Issue 5736: Add the iterator protocol to dbm modules (original) (raw)

Created on 2009-04-11 13:47 by akitada, last changed 2022-04-11 14:56 by admin. This issue is now closed.

Files
File name Uploaded Description Edit
issue5736.diff akitada,2010-10-16 15:46 iter(dbm.keys()) review
Messages (14)
msg85856 - (view) Author: Akira Kitada (akitada) * Date: 2009-04-11 13:47
In Python 2.6, dbm modules othar than bsddb don't support the iterator protocol. >>> import dbm >>> d = dbm.open('spam.dbm', 'c') >>> for k in range(5): d["key%d" % k] = "value%d" % k ... >>> for k in d: print k, d[k] ... Traceback (most recent call last): File "", line 1, in TypeError: 'dbm.dbm' object is not iterable Adding iterator support would make dbm modules more convenient and easier to use.
msg85859 - (view) Author: Akira Kitada (akitada) * Date: 2009-04-11 14:11
Attached is a patch that adds the iterator protocol. Now it can be interated through like: >>> for k in d: print k, d[k] ... key1 vale1 key3 vale3 key0 vale0 key2 vale2 key4 vale4 The problem is there is no way to get the internal pointer back to the start.
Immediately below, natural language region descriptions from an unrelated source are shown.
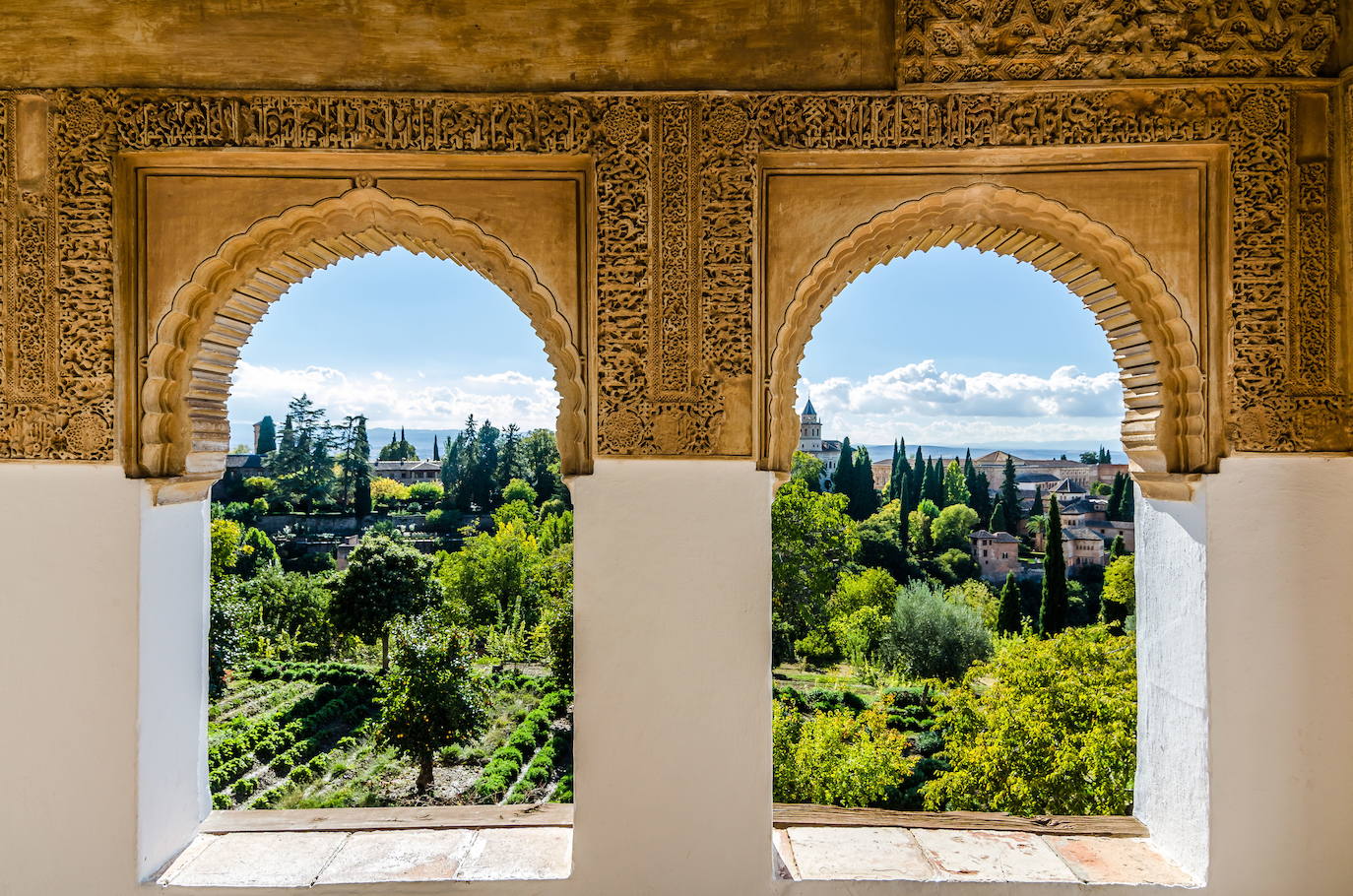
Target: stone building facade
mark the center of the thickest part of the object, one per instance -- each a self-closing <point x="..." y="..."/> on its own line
<point x="673" y="198"/>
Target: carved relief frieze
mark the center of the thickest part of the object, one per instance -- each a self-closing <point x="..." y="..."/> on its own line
<point x="1069" y="39"/>
<point x="676" y="202"/>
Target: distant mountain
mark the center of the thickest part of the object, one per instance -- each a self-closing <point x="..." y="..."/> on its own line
<point x="1030" y="452"/>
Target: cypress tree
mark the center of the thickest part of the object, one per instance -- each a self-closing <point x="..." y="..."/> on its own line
<point x="1008" y="620"/>
<point x="903" y="534"/>
<point x="1000" y="523"/>
<point x="918" y="480"/>
<point x="1052" y="616"/>
<point x="1009" y="491"/>
<point x="845" y="474"/>
<point x="1115" y="497"/>
<point x="955" y="484"/>
<point x="361" y="482"/>
<point x="1117" y="548"/>
<point x="267" y="436"/>
<point x="864" y="498"/>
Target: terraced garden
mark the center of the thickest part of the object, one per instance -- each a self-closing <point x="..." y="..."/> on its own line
<point x="304" y="736"/>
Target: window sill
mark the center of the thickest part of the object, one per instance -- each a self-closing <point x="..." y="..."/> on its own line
<point x="285" y="849"/>
<point x="281" y="849"/>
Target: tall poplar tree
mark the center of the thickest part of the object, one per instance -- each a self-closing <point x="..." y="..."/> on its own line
<point x="1008" y="618"/>
<point x="1052" y="616"/>
<point x="267" y="436"/>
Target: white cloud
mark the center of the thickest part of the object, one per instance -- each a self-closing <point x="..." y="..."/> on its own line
<point x="926" y="404"/>
<point x="389" y="401"/>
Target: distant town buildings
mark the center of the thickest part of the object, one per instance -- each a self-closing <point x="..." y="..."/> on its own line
<point x="406" y="473"/>
<point x="810" y="441"/>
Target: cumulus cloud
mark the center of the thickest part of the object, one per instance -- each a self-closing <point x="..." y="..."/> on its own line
<point x="390" y="401"/>
<point x="933" y="405"/>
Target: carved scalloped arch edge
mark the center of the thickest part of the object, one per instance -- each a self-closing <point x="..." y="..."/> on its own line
<point x="183" y="426"/>
<point x="1165" y="429"/>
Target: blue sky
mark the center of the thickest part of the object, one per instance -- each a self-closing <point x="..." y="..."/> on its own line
<point x="946" y="347"/>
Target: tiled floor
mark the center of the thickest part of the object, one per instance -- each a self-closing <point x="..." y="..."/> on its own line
<point x="894" y="853"/>
<point x="303" y="859"/>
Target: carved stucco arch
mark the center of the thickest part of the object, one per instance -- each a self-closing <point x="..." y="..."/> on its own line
<point x="1165" y="426"/>
<point x="184" y="433"/>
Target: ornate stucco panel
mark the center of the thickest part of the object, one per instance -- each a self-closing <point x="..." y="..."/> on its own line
<point x="670" y="354"/>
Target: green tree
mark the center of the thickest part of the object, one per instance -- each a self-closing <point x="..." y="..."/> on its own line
<point x="1009" y="621"/>
<point x="1117" y="547"/>
<point x="1000" y="523"/>
<point x="384" y="580"/>
<point x="226" y="537"/>
<point x="807" y="470"/>
<point x="1046" y="727"/>
<point x="864" y="498"/>
<point x="1009" y="494"/>
<point x="1118" y="600"/>
<point x="836" y="758"/>
<point x="843" y="478"/>
<point x="933" y="636"/>
<point x="1115" y="498"/>
<point x="1052" y="616"/>
<point x="430" y="698"/>
<point x="257" y="552"/>
<point x="955" y="484"/>
<point x="812" y="541"/>
<point x="951" y="527"/>
<point x="267" y="436"/>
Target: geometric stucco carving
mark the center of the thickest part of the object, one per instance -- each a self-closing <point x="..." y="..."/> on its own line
<point x="184" y="430"/>
<point x="1165" y="428"/>
<point x="1063" y="39"/>
<point x="673" y="208"/>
So Once it reached to the end, you are done. >>> for k in d: print k, d[k] ... The solution to this would be: - Add a method to get the pointer back to the start (with {first,next}key API) - Add a method that returns a generator
msg85867 - (view) Author: Akira Kitada (akitada) * Date: 2009-04-11 16:14
Revised patch adds firstkey and nextkey to dbm. Now the internal pointer can be reset with firstkey.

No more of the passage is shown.